4 мая 32-я японская армия снова пошла в контратаку. На этот раз Усидзима попытался атаковать побережья высадки американцев, находившиеся за боевыми порядками уже высадившихся войск. Для поддержки наступления японцам пришлось выдвинуть артиллерию на открытые позиции — это позволило им совершить около 13 000 выстрелов. Однако американцы, открыв контрбатарейную стрельбу, уничтожили 19 орудий, а в последующие два дня — ещё 40. Японская контратака полностью провалилась.

Генерал Бакнер начал новую американскую атаку 11 мая. Последовали десять дней ожесточённого сражения. 13 мая солдаты 96-й пехотной дивизии и 763-го танкового батальона захватили холм «Конический». Это укрепление, возвышающееся над прибрежной равниной Ёнабару на 145 м, являлось восточной опорой основной японской обороны, 1 000 человек защищали его. В то же время на противоположном берегу солдаты 6-й дивизии морской пехоты боролись за контроль над холмом «Сахарная Голова». Захват этих двух ключевых позиций оголял позиции японцев на линии Сюри с двух сторон. Бакнер надеялся окружить Сюри и поймать таким образом обороняющихся японцев в ловушку.

К концу мая начались муссонные дожди. Склоны холмов и дороги, превратившиеся в болото, всерьёз усложнили тактическое положение войск и затруднили оказание медицинской помощи солдатам. Ситуация с продвижением войск по суше стала напоминать бои Первой мировой войны, когда солдаты так же воевали в грязи, а затопленные дороги мешали эвакуации раненых в тыл. Войска мокли под дождями, солдаты воевали в условиях, частично напоминавших мусорную свалку, а частично — кладбище. Непохороненные трупы убитых японцев разлагались, тонули в грязи, распространяли зловоние.

29 мая генерал-майор Педро дель Валле, командующий 1-й дивизией морской пехоты, приказал роте «А» 1-го батальона 5-го полка захватить замок Сюри. Захват замка означал бы нанесение серьёзного стратегического и психологического удара по обороняющимся японцам и явился бы значительным этапом в захвате острова. Однако замок находился вне зоны действия, отведённой 1-й дивизии, и только титанические усилия командующего 77-й пехотной дивизии и её штаба предотвратили гибель морских пехотинцев от бомбовых ударов американской авиации и артиллерии.
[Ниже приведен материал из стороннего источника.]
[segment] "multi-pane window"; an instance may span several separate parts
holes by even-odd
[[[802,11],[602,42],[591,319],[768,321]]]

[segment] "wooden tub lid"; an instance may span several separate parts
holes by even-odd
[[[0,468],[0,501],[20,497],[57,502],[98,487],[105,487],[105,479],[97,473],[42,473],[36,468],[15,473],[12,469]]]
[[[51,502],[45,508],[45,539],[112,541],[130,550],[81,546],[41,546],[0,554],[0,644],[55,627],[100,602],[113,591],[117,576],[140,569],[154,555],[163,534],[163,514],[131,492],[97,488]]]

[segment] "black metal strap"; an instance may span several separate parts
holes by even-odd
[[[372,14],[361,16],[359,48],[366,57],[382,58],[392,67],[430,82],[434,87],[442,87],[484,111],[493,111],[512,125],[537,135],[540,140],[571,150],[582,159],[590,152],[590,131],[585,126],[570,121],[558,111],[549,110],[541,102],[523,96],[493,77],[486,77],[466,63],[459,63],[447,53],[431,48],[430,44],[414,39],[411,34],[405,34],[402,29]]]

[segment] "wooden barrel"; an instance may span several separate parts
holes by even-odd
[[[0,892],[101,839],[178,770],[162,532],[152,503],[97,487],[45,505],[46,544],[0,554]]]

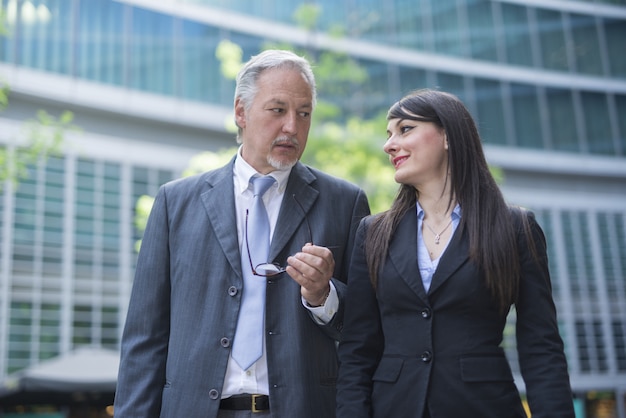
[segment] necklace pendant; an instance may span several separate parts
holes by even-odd
[[[426,221],[424,221],[424,225],[426,225],[426,228],[428,228],[430,232],[432,232],[433,235],[435,236],[435,244],[439,245],[439,241],[441,240],[441,234],[443,234],[444,232],[448,230],[448,228],[450,228],[450,225],[452,225],[452,219],[450,219],[450,222],[448,222],[448,225],[446,225],[446,227],[443,228],[443,230],[440,233],[436,233],[435,230],[432,229],[430,225],[426,223]]]

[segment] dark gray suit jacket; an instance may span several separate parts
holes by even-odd
[[[545,238],[531,214],[512,213],[520,228],[520,216],[528,216],[539,261],[518,234],[517,350],[532,415],[574,418]],[[429,407],[433,418],[525,418],[500,346],[506,315],[469,259],[467,234],[456,230],[426,293],[417,263],[417,216],[409,211],[374,290],[363,247],[371,219],[358,230],[350,269],[337,417],[421,417]]]
[[[122,338],[115,416],[215,417],[235,335],[243,279],[235,220],[233,162],[168,183],[156,196],[139,253]],[[273,418],[333,417],[343,295],[361,218],[358,187],[301,163],[292,169],[270,261],[310,239],[332,249],[340,310],[317,325],[300,287],[268,280],[266,346]]]

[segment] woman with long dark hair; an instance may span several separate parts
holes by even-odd
[[[455,96],[413,92],[387,120],[384,151],[401,186],[357,232],[337,417],[525,418],[501,347],[514,306],[532,417],[573,418],[534,215],[505,202]]]

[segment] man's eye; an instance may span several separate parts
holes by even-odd
[[[311,116],[311,112],[300,112],[300,116],[303,118],[308,118]]]
[[[274,112],[274,113],[282,113],[282,112],[283,112],[283,109],[281,109],[280,107],[275,107],[275,108],[273,108],[273,109],[271,109],[271,110],[272,110],[272,112]]]

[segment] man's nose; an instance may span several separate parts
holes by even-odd
[[[288,112],[283,121],[283,132],[295,135],[297,132],[297,114]]]

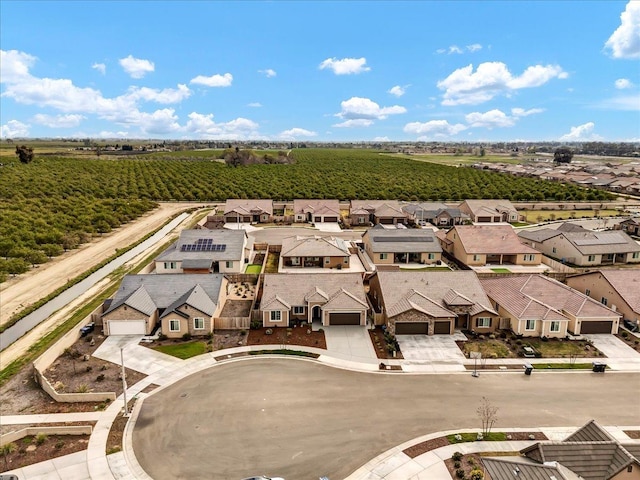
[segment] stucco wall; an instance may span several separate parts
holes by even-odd
[[[102,317],[105,335],[111,335],[111,332],[109,331],[109,321],[111,320],[144,320],[145,332],[149,335],[153,331],[153,327],[156,325],[158,320],[158,312],[154,312],[151,317],[148,317],[134,308],[128,307],[127,305],[121,305]]]
[[[589,289],[589,296],[595,301],[600,302],[605,297],[609,308],[613,310],[615,306],[615,310],[622,314],[624,318],[636,322],[640,320],[640,312],[634,312],[600,273],[569,277],[567,278],[567,285],[582,293],[586,293],[587,289]]]

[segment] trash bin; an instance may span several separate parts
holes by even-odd
[[[525,375],[531,375],[531,372],[533,372],[533,365],[530,363],[525,363],[522,367],[524,368]]]
[[[607,364],[602,362],[593,362],[593,371],[598,373],[604,373],[607,369]]]

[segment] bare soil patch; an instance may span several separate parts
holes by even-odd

На 4 июня, от 32-й армии осталось только около 30 000 плохо вооружённых солдат (большая часть их тяжёлого и даже личного оружия была потеряна при отступлении). Кроме того, на укреплённой морской базе на полуострове Ороку были заперты 9 000 человек личного состава императорского флота, поддерживаемых 1 100 бойцами ополчения.

Окинава пала 21 июня 1945 г, однако некоторые японцы всё ещё продолжали вооружённое сопротивление. В их числе был и Масахидэ Ота — будущий губернатор префектуры Окинава.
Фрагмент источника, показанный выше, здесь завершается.